It does NOT mean even an "openness" toward the "prosperity gospel," "positive confession" theology, or looking to extra biblical means as an ordinary means of special revelation- or any of the myriad other wrong teachings being promoted.

Nor does it mean that any of the (very few) reformed guests were allowed to address any distinctive of reformed theology, let alone engage or refute any of the errors and self aggrandizement that unfortunately characterizes the network.


----------



## Pilgrim Standard (Dec 13, 2011)

did monergisim alone (or shades thereof) suddenly become the sole litmus test for reformed today?


----------



## Pilgrim (Dec 13, 2011)

I think you're getting pretty broad to include Stanley and Evans in the ranks of the Reformed and maybe even the monergistic. (But I'm sure Lutherans wouldn't disagree with calling them Reformed!) These men are broad evangelicals who as far as I know would be loath to be identified with the Reformed camp. Unlike Rick Warren, I don't think they've ever identified themselves as being Calvinists. Moreover, by some accounts, Evans has not repudiated his "transdispensationalism." (Google it) If so then with that departure from orthodoxy, he fits pretty well with some of the kooks on TBN. 

I'd also be quite surprised to learn that Beth Moore is really monergistic. Even Arminians will make statements from time to time that sound monergistic when taken in isolation. I'm not that familiar with the Passion conferences but despite the association with Piper & co. and thus apparently having served as sort of a "gateway drug" to expose young Southern Baptists and others to Reformed theology, I don't know that they are strictly "Reformed" even in the watered down Southern Baptist usage of the term. 

I can tell you that a lot of "Reformed" Southern Baptist pastors would be very surprised to learn that Moore is "Reformed." Some of them would dearly love to get her classes out of their churches but can't or won't for fear of a backlash from the women. Her appearance there ought to raise some questions about the soundness of that group.

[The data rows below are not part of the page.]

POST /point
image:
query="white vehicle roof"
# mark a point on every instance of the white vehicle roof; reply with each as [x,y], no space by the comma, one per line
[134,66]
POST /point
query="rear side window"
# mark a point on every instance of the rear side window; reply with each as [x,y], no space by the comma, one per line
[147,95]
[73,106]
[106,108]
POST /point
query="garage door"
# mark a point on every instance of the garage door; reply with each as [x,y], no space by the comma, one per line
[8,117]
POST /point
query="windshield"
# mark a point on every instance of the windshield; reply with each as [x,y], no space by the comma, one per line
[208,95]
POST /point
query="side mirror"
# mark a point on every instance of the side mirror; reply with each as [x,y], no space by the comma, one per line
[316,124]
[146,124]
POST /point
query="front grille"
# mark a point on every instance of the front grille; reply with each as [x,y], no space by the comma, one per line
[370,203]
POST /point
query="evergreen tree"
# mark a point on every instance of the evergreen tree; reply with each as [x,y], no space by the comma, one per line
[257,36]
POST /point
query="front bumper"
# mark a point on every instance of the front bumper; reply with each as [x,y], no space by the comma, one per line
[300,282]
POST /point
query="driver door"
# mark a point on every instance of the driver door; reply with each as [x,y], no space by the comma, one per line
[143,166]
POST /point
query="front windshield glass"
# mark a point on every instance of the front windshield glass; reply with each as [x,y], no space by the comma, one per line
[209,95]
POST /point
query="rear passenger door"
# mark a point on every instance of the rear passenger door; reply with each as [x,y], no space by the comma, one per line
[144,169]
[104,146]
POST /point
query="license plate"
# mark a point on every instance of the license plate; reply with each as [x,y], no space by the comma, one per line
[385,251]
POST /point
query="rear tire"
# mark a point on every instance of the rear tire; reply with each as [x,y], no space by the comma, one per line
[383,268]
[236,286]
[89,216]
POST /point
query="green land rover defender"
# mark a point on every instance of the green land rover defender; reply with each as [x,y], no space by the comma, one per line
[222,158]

But it does fit in with their charismatic-lite flavor given her "God told me to do this" statements etc. I don't think whoever referred to likes of Beth Moore and Henry Blackaby as "tongueless charismatics" was not far from the mark. (I think it might have been Dan Phillips who came up with that. Or least I thought that when reading about their views. But I doubt I'm the first to come up with that.)

The late Dr. Kennedy was by far the most Reformed person I ever saw appear regularly on TBN. And no doubt he was there due to the heavy political emphasis the Coral Ridge Hour had. With the exception of the Way of the Master, most of the others you've listed have probably appeared only occasionally or maybe only once on one of the programs. 

I don't know if Ray Comfort is a Charismatic or Pentecostal today, but in the first edition of "Hell's Best Kept Secret" (published in the late 80's) he makes a clear statement about the Baptism of the Holy Spirit that indicates that he was of that persuasion.

Kendall refers to himself as a 4.5 point Calvinist. But he is also a Charismatic. Lloyd-Jones was not a cessationist, but his worship, etc. was very austere by today's standards. Google Iain Murray's Banner of Truth article "Westminster Chapel Turned Around" on the stark contrast between ML-J and Kendall that caused an upheavel there in the early 80's.

So long as you're a charismatic and especially so long as you're not a "heresy hunter" many charismatics of the TBN type don't care if you're a Calvinist or a Papist or a modalist.


----------



## Jared (Dec 13, 2011)

Pilgrim Standard said:


> did monergisim alone (or shades thereof) suddenly become the sole litmus test for reformed today?



I made it clear in the OP that I was referring to "Reformed" and "monergistic" people. I just didn't want to take up too much space in the title.


----------